10.6 Embracing the New NWS Financial and Organizational Structure: Leading a Multi-Office Damage Path Tool Project to Support a FEMA-Requested Service

Thursday, 14 January 2016: 2:45 PM
Room 255/257 ( New Orleans Ernest N. Morial Convention Center)
Joshua W. Scheck, NOAA/NWS, Bismarck, ND; and P. Kirkwood, B. P. Walawender, M. Foster, A. Anderson, D. L. Andra Jr., J. P. Camp, E. Mandel, M. A. Magsig, and J. T. Ferree

Consistent with The National Academy of Public Administration report Forecasting for the Future: Assuring the Capacity of the National Weather Service, NOAA's National Weather Service (NWS) restructured, both financially and organizationally on 1 April 2015. The report called for ensuring NWS research to operations and operations to research (R2O2R) were properly supported such that stovepipe innovations were combined into properly funded projects. Two NWS innovations, the NWS Central Region web-based damage path tool and the NWS Norman, Oklahoma Advanced Weather Interactive Processing System II (AWIPS II) local application tornado damage path tool, were combined under the NWS Office of Science and Technology Integration, and then were assimilated into other nationally supported projects and services.

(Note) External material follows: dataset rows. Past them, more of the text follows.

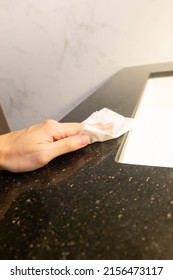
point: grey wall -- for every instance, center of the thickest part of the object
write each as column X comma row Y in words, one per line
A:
column 53, row 53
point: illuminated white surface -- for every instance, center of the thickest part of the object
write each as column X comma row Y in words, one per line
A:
column 150, row 142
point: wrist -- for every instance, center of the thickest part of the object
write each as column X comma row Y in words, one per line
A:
column 2, row 151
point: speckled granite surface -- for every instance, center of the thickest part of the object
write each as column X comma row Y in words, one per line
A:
column 84, row 205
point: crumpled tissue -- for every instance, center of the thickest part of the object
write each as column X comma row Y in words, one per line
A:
column 121, row 125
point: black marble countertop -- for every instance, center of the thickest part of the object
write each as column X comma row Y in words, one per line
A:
column 84, row 205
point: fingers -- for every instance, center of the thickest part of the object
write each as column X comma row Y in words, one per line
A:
column 63, row 130
column 68, row 144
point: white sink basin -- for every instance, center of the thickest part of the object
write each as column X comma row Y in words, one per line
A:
column 150, row 142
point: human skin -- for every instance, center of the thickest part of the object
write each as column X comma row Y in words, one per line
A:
column 32, row 148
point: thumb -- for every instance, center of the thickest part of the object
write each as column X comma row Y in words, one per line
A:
column 68, row 144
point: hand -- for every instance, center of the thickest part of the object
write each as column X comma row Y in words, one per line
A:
column 31, row 148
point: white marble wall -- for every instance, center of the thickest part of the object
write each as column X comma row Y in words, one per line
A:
column 53, row 53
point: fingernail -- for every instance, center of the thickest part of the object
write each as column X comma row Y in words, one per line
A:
column 84, row 139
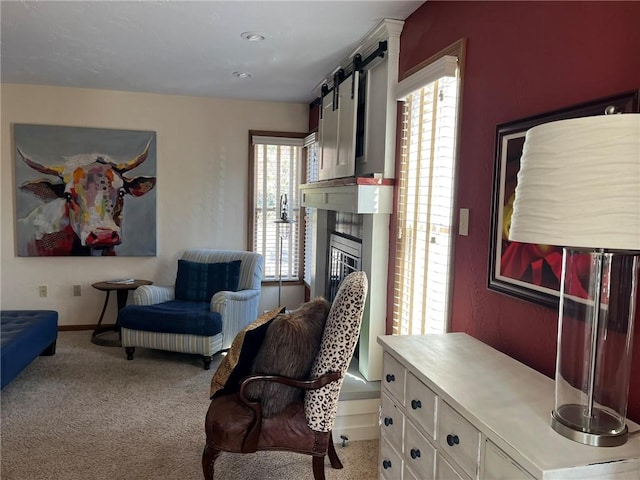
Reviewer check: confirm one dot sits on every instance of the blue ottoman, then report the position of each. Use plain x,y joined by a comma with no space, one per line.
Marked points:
25,334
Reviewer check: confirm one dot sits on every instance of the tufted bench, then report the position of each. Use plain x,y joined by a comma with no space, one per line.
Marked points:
25,334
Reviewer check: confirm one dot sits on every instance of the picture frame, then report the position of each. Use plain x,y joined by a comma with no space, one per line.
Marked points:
525,271
84,191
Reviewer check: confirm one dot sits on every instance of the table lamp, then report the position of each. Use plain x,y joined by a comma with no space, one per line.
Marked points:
579,188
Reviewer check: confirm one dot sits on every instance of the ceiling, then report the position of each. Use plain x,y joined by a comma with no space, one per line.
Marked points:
186,48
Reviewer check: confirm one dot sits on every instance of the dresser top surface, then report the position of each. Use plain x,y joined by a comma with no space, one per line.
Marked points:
506,400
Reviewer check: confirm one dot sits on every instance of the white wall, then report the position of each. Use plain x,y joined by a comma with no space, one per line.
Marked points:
202,168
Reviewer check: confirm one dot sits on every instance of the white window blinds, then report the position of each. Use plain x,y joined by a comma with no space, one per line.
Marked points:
276,169
425,201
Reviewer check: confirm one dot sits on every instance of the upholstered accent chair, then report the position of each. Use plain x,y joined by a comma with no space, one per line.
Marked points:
235,423
215,296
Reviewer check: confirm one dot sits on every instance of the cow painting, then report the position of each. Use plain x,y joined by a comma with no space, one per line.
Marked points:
83,204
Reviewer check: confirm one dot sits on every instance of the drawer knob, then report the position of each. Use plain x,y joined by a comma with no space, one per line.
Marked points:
452,440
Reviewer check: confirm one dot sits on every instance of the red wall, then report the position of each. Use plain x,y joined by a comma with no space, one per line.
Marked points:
522,58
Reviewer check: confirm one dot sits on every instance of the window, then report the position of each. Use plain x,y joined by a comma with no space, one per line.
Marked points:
425,199
274,162
311,152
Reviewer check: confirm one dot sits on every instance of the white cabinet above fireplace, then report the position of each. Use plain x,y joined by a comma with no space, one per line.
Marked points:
352,195
338,131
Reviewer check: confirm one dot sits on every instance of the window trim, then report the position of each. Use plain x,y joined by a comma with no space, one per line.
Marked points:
299,229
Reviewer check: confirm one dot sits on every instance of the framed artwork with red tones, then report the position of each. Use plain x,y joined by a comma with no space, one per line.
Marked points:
526,271
84,191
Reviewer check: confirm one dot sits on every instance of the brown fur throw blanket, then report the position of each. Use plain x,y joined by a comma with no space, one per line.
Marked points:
290,347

The Federal Emergency Management Agency (FEMA) formally requested that NWS provide preliminary damage paths of major tornadoes within one hour of occurrence beginning 1 April 2015. To meet the need, the web-based tool was modified slightly and used as a stopgap solution, and development team co-leads designed and implemented associated training for Regional Operations Centers to provide the service.

The strengths of both innovations were combined by the development team into one set of software requirements, which then became a formal work assignment for Raytheon programmers. The NWS Office of Central Processing managed Raytheon efforts. The field-based project co-leaders organized: 1) integration with the Damage Assessment Toolkit (a nationally-supported project that is the preferred dissemination tool for emergency management); 2) training development by the Office of the Chief Learning Officer (OCLO) Warning Decision Training Division (WDTD); and 3) FEMA service design by the Office of Analyze, Forecast, and Support (the services group in charge of implementing the FEMA-requested service). This project encompasses the full range of R2O2R scales, from field workers to NWS Headquarters, and across several financial accounts.

A prototype AWIPS II tool was implemented in September 2015, and a fully functional AWIPS II tool will be implemented in January 2016, along with training from the OCLO/WDTD.